This study focused on citizen attention to and attitudes toward public schools in a single district. Eleven aspects of school programs and personnel were assessed. Data were of two types--(1) questionnaire responses gathered by telephone interview from a random sample of 402 adults in one community and (2) open-ended responses to semi-structured interview questions gathered during follow-up interviews with a subsample of 20 of the original respondent pool. Both quantitative and qualitative analyses were conducted.

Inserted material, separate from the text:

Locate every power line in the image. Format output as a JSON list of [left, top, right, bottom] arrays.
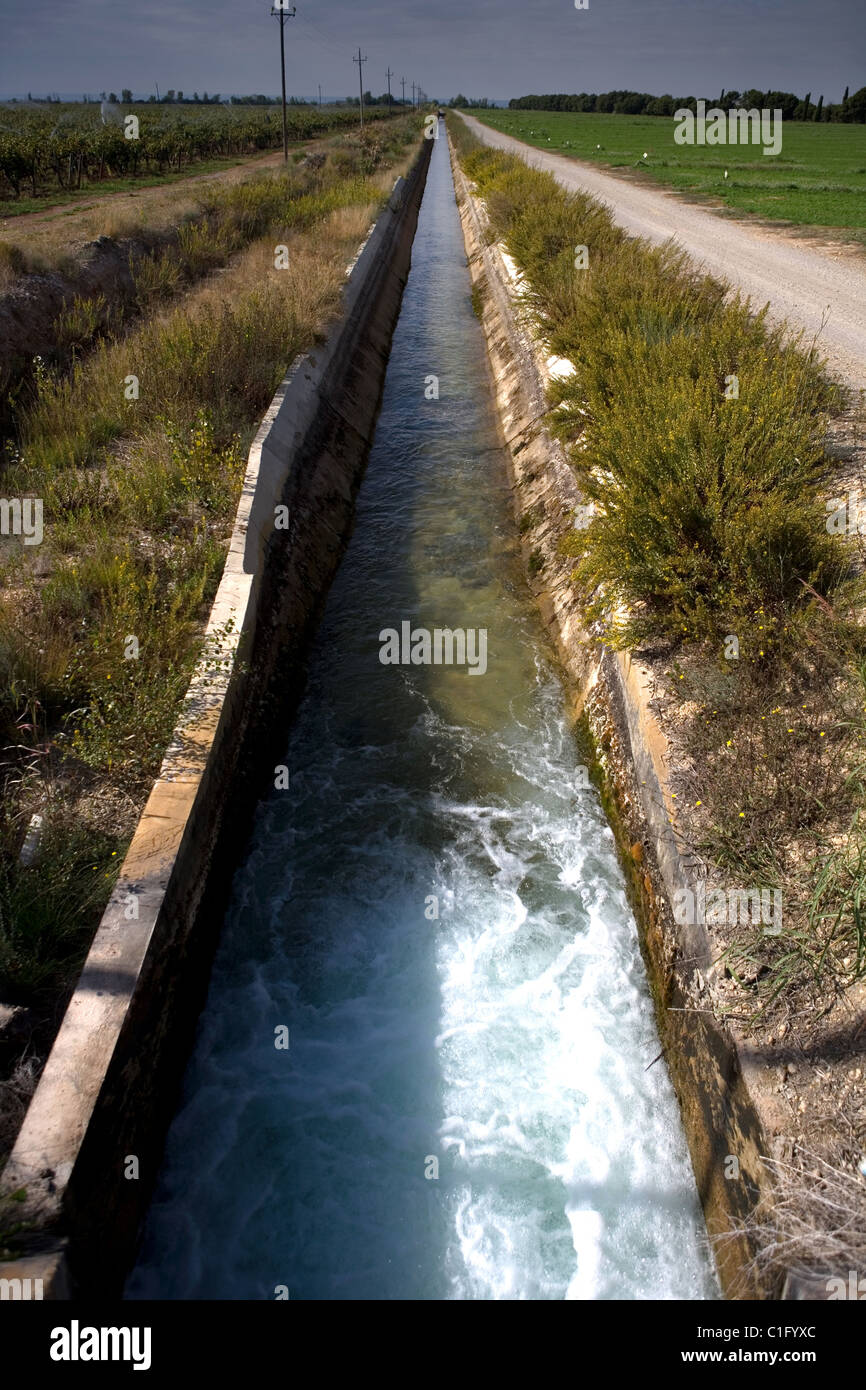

Levels of satisfaction with school programs and personnel were crosstabulated with four factors--parental status, educational attainment, satisfaction with own schooling, and home ownership. Because of a concern with change over time, parental status was treated as a six-category variable (young nonparents, preschool parents, public school parents, private school parents, postschool parents, older nonparents). The extent to which levels of attention and satisfaction were related was also examined.
On the basis of this study's findings, the best explanations of differences in satisfaction appear to be those which take into account the mediating role of each citizen's proximity to schools (as indicated by parental status). The effects of other factors on satisfaction (e.g., educational attainment) are contingent on citizen proximity.
It was proposed that a citizen's proximity to schools varies over time--more specifically, with maturation-related change. Given the relationship of proximity and satisfaction, changes in level of satisfaction could be expected to accompany changes in proximity. Citizens who described changes in their attitudes toward schools, however, tended to attribute change to environmental forces.